À Viry-Châtillon ce jeudi, Gabriel Attal a présenté la feuille de route du gouvernement pour un "sursaut d'autorité" censé mener à une baisse de la délinquance et des violences chez les jeunes.
Comment le Premier ministre compte-t-il s'y prendre ? TF1info vous résume les principales annonces.

Contre l'"addiction d'une partie de nos adolescents à la violence", Gabriel Attal appelle à "la mobilisation générale" et "un vrai sursaut d'autorité". En déplacement ce jeudi à Viry-Châtillon (Essonne), ville endeuillée par la mort de Shemseddine, le Premier ministre a donné huit semaines à son gouvernement pour faire aboutir le "travail collectif" de concertation demandé par Emmanuel Macron, avec "un point d'étape central dans quatre semaines". De nombreuses pistes, orientations et réflexions - qui devront donc être confirmées - ont été avancées. Voici ce qu'il faut en retenir.

Aider et sanctionner les parents

• Aider les familles. Gabriel Attal a répété qu'à partir de la rentrée prochaine, les collégiens des quartiers prioritaires et des réseaux d’éducation prioritaire seraient scolarisés de 8h à 18h. Il veut encourager les jeunes à aller en internat, voyant-là "une opportunité pour couper, rapidement et efficacement, un jeune de ses mauvaises fréquentations"

• Sanctionner les familles.

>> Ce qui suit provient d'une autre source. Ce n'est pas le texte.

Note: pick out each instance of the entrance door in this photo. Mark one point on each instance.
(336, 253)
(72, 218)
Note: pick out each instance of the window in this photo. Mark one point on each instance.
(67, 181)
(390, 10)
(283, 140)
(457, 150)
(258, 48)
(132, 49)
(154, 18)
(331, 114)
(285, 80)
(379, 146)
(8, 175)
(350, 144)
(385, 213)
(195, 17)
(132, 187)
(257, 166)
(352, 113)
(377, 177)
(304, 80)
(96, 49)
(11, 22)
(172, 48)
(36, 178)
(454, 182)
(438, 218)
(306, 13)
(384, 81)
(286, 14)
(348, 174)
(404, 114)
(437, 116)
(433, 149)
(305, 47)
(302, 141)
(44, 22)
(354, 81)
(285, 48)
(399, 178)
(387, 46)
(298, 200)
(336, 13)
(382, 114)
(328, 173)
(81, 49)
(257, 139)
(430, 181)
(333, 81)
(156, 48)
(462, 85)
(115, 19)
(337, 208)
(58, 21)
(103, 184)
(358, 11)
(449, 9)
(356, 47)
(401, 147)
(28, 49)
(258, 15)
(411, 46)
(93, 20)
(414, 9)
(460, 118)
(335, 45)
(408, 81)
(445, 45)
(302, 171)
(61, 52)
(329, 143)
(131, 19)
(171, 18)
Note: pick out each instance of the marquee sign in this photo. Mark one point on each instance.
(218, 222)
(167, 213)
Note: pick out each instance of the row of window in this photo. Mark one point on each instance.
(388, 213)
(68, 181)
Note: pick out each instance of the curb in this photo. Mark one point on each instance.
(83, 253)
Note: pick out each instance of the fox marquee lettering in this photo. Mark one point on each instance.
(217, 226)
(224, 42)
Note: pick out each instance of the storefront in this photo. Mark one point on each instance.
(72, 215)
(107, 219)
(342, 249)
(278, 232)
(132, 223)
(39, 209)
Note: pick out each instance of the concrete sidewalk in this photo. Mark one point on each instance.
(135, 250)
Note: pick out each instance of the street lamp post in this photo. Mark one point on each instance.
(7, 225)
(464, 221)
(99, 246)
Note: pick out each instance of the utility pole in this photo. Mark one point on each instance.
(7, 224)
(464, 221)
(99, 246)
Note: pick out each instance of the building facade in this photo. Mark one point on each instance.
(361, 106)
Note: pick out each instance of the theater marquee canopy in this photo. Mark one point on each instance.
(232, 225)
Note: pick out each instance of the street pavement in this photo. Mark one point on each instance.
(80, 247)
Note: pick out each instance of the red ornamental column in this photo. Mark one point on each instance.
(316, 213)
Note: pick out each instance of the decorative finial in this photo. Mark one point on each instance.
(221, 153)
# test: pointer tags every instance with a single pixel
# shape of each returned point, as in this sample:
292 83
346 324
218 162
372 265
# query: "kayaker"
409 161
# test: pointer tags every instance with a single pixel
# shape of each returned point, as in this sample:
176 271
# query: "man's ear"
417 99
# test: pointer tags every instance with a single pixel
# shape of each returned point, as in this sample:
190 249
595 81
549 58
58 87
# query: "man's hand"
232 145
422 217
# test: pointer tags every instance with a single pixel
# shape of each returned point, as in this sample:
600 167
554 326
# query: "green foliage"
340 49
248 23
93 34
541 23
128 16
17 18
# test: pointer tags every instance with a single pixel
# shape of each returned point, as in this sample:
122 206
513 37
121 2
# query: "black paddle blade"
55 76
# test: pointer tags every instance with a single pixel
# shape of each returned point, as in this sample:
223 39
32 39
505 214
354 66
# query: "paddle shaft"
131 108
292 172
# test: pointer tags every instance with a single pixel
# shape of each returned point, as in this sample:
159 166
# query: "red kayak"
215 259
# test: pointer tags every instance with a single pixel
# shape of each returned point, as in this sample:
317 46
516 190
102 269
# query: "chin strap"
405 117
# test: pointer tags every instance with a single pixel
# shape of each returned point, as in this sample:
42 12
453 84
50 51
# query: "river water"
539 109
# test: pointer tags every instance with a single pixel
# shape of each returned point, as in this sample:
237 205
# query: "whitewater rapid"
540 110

Le Premier ministre veut réprimer plus sévèrement les parents qui manqueraient à leurs obligations, "que les parents défaillants puissent faire l'objet de travaux d'intérêt général", et que ceux qui ne répondent pas aux convocations du juge des enfants puissent se voir infliger une amende.

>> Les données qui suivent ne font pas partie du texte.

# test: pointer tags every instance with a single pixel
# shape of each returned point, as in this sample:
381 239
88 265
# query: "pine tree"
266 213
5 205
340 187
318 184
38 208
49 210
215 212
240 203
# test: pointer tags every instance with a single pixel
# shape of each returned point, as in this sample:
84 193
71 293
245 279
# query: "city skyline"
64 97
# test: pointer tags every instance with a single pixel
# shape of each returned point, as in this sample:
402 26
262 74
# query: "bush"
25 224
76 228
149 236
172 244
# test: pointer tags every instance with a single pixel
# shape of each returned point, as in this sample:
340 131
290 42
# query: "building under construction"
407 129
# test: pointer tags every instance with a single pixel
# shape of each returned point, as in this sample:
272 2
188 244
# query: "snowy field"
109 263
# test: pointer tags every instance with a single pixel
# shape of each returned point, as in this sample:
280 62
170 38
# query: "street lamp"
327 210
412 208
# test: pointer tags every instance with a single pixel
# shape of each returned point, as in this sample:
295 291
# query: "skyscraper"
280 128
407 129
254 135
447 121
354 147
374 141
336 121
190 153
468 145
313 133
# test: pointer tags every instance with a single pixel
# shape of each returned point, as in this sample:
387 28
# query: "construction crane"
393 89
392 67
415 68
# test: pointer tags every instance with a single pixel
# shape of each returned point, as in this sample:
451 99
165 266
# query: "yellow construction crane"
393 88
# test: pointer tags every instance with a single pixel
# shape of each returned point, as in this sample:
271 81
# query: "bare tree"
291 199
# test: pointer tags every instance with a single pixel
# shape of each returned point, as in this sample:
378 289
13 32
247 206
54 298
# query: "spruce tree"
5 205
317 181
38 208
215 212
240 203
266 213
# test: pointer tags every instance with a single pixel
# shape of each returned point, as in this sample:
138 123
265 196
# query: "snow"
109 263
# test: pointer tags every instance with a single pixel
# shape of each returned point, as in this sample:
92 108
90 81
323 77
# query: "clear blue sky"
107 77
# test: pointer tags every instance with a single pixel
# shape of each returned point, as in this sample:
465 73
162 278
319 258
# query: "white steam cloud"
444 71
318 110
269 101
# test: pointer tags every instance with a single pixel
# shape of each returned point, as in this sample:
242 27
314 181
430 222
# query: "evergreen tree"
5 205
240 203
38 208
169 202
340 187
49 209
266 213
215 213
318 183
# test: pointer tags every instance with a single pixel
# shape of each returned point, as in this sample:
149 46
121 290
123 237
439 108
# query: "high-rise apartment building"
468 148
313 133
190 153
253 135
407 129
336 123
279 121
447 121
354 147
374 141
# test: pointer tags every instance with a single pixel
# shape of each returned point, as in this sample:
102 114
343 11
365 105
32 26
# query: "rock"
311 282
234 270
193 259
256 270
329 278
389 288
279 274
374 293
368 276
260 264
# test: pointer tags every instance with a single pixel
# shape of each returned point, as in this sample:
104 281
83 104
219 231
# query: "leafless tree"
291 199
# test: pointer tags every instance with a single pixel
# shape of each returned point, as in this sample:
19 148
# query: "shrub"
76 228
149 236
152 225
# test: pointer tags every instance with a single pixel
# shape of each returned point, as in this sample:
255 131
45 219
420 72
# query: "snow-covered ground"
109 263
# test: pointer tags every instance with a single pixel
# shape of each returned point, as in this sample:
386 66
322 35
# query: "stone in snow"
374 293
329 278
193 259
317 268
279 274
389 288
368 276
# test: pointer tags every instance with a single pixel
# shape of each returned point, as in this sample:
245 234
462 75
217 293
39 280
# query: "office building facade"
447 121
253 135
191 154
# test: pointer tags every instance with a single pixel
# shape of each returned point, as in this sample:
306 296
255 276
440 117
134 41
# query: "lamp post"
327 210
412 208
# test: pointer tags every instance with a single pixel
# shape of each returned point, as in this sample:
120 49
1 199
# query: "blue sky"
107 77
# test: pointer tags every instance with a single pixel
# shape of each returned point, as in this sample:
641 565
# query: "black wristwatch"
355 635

Apprentissage du civisme à l'école

• Civisme. À la rentrée, toutes les écoles primaires devront proposer aux élèves des "cours d'empathie" censés apprendre "le respect de l’autre, de la tolérance, de la différence". Le chef du gouvernement souhaite aussi que les élèves se lèvent à l'entrée en classe du professeur, et que tous participent "aux tâches communes au sein de leur établissement scolaire".

• Sanctions. Gabriel Attal a annoncé la création, la rentrée prochaine, de commissions éducatives dès l'école primaire pour proposer des "peines adaptées" aux élèves, pouvant aller jusqu'à l'exclusion.

• Contrat. Les parents devront signer avec l'établissement scolaire de leur enfant un contrat "de droits et d’obligations" qui, s'il n'est pas respecté, pourra entraîner des sanctions.

• Parcoursup. Une mention spécifique pourra être visible dans le dossier Parcoursup d'un élève qui "gêne les cours", "défie l’autorité", "dégrade", "menace" ou "agresse". Elle pourra en être effacée si ce dernier réalise des activités d’intérêt général. Le chef du gouvernement veut aussi réfléchir au moyen de les sanctionner en leur enlevant des points au brevet ou au baccalauréat.

Justice des mineurs

• Séparatisme. Gabriel Attal a demandé au ministre de la Justice de prendre une circulaire pénale pour que soit appliquée "rigoureusement" la circonstance aggravante qu'est une agression d'un tiers en raison de sa religion.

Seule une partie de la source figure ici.